ACCESSIBLE HEALTH DATA
Although other sources of county-level data are available through the Robert Wood Johnson Foundation, PolicyLink, and other organizations, these resources provide aggregate data and allow some comparisons of key essential data between counties but do not provide all the essential data on health outcomes and health determinants in one data set that the CHSI tool made accessible to the public. We concur with the authors that there is still a need for CHSI-type data that are easily accessed by the public and expand indicators to also measure emotional well-being and better community health, particularly if they are combined in one accessible data set for smaller geographic areas, as the Federal Data Strategy presents an opportunity to build on lessons from the use of CHSIs.
CONCLUSIONS
Although national initiatives, such as the Federal Data Strategy and the National Committee on Vital Health Statistics, identify key health indicators to move the entire health status of the nation forward, local communities often need additional data, including smaller geographic areas of data for community health planning, interventions, programs, evaluation, and monitoring ultimately for advocacy and public health action.
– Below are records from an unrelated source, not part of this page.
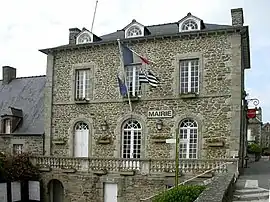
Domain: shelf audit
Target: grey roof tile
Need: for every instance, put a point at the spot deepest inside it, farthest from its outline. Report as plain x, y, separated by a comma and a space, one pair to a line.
25, 93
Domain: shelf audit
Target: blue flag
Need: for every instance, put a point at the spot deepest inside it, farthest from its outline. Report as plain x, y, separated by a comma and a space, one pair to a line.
122, 87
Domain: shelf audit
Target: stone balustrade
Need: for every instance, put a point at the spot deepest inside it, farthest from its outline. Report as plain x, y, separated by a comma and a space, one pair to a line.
140, 166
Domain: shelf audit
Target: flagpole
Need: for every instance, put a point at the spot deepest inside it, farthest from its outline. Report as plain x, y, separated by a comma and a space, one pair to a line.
122, 64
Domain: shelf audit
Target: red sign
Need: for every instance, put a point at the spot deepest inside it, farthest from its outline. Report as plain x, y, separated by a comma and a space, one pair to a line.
251, 113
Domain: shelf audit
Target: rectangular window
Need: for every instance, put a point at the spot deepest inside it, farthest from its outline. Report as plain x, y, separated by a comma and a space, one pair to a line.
82, 84
189, 76
7, 126
17, 148
132, 80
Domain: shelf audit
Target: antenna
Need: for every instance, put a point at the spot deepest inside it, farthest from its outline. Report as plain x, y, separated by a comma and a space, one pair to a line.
94, 16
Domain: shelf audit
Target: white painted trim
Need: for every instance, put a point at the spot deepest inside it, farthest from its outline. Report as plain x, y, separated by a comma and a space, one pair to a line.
83, 32
141, 27
196, 20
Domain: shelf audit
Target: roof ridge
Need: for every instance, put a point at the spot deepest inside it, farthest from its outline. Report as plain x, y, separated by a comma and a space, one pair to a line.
28, 77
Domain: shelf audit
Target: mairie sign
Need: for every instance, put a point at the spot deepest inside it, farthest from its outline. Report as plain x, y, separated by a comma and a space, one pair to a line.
159, 114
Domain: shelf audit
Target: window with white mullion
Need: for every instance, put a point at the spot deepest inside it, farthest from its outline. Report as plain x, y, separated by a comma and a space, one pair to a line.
82, 83
131, 140
188, 139
189, 76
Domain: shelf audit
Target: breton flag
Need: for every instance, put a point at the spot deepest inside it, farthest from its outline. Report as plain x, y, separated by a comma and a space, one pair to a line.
146, 76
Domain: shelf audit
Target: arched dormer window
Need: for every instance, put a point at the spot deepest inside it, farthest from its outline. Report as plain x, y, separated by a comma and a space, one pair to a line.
189, 25
84, 37
134, 31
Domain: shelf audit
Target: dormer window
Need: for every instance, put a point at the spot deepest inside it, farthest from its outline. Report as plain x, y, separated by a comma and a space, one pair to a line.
84, 37
189, 25
7, 126
134, 31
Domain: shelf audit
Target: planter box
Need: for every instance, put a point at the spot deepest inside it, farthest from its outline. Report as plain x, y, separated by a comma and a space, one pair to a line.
107, 141
188, 95
159, 140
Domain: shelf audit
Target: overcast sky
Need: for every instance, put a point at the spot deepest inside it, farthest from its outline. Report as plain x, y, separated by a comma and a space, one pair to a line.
29, 25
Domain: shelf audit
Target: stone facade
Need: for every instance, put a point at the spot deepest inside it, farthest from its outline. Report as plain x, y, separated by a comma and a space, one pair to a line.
30, 144
217, 109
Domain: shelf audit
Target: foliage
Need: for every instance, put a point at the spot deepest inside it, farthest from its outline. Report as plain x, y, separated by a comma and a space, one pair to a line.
17, 168
181, 193
254, 148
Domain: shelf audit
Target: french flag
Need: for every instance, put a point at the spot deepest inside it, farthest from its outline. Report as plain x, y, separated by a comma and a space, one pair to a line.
129, 56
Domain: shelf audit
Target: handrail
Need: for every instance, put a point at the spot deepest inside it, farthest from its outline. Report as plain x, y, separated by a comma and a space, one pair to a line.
145, 199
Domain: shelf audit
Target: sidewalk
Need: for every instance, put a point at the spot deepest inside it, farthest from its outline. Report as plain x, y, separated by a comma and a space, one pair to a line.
253, 184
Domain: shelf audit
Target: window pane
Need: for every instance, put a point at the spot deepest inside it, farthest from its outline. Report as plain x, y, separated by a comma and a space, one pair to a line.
83, 84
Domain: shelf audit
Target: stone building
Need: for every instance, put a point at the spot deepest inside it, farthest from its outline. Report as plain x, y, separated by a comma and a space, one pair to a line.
254, 132
200, 67
21, 113
266, 135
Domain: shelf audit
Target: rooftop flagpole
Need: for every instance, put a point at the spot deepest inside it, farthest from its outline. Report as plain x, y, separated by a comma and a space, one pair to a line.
94, 16
123, 66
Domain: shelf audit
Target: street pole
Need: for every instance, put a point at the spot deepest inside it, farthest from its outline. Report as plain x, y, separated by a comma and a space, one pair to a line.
176, 157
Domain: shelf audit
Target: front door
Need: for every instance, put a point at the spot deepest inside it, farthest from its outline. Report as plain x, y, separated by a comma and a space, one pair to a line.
110, 192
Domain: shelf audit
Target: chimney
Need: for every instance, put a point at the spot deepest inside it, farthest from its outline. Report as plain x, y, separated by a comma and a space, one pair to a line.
73, 33
237, 17
9, 73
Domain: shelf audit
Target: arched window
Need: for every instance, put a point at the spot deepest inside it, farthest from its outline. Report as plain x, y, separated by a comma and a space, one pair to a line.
81, 138
56, 191
131, 139
84, 37
188, 139
189, 25
134, 31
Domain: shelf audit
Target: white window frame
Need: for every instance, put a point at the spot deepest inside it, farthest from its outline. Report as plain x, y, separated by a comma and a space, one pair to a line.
85, 91
7, 126
189, 82
186, 140
17, 149
133, 77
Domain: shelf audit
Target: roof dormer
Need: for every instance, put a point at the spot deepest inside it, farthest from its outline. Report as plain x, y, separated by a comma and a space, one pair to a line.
135, 29
85, 36
190, 23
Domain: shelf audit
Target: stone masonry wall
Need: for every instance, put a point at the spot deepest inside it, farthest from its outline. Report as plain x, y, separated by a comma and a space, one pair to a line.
32, 144
216, 109
82, 187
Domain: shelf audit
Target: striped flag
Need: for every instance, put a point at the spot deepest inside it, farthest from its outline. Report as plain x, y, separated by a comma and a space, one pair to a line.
148, 77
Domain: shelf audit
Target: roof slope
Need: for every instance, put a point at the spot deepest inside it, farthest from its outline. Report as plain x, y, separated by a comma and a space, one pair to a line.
162, 29
27, 94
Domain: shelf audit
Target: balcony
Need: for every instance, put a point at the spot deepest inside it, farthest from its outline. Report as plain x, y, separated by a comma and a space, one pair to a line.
135, 166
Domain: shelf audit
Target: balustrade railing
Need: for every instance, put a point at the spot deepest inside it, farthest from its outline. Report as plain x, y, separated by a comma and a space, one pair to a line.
142, 166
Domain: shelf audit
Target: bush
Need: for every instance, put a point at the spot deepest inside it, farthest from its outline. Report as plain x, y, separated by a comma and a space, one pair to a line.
181, 193
17, 168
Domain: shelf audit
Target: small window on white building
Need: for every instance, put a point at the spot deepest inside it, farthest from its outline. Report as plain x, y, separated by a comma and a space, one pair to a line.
17, 149
134, 31
7, 126
189, 76
189, 25
82, 84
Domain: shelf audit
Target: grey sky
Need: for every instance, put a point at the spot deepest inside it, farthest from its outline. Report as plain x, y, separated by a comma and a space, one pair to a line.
29, 25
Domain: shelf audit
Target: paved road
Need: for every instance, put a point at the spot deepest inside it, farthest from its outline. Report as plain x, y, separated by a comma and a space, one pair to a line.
254, 184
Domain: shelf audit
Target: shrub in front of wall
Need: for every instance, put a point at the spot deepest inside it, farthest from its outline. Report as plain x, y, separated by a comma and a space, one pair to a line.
181, 193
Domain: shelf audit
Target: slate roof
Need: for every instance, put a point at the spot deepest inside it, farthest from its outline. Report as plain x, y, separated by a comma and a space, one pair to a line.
162, 29
26, 93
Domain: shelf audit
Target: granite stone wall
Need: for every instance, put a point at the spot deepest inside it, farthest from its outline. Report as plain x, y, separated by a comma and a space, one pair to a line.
217, 108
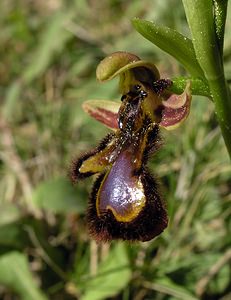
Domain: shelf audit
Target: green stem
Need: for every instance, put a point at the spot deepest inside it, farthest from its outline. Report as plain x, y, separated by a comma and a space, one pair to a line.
198, 86
220, 11
206, 44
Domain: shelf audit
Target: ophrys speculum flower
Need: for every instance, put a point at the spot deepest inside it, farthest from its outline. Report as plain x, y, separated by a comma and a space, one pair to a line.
125, 201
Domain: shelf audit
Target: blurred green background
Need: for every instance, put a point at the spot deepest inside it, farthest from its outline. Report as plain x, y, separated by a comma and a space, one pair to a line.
49, 52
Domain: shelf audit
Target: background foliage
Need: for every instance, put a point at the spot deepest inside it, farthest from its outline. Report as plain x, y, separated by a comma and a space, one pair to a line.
49, 53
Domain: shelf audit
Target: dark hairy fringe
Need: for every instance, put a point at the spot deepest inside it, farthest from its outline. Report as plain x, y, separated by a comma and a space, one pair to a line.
150, 222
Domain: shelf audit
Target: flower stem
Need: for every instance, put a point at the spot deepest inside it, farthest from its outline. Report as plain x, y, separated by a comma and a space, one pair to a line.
207, 42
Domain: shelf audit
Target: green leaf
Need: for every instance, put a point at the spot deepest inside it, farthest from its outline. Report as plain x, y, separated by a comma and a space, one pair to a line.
9, 213
15, 274
113, 275
198, 86
59, 196
166, 286
12, 235
201, 23
172, 42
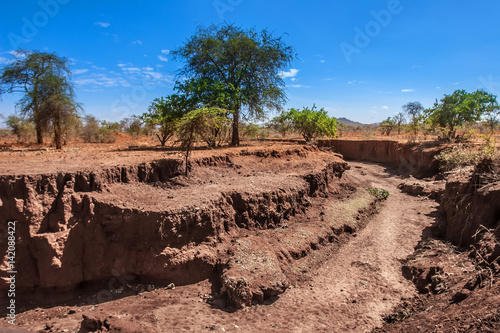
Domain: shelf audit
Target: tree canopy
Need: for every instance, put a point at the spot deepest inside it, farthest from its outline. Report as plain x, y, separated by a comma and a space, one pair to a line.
459, 109
247, 63
48, 98
414, 111
311, 122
Creating a complete set of essential data as suggested by Phillips et al., which also addresses the gaps identified by the Federal Data Strategy and the National Committee on Vital Health Statistics, could arm communities with the needed science to effectively improve community health and achieve health equity. Only then can we realize the aphorism from a wise epidemiologist that “what gets measured gets done.”
ACKNOWLEDGMENTS
We acknowledge the clerical assistance of Jeanine Robinson, program assistant for the Public Health and Preventive Medicine Residency Program at Morehouse School of Medicine.
CONFLICTS OF INTEREST
Neither author has any financial conflicts of interest.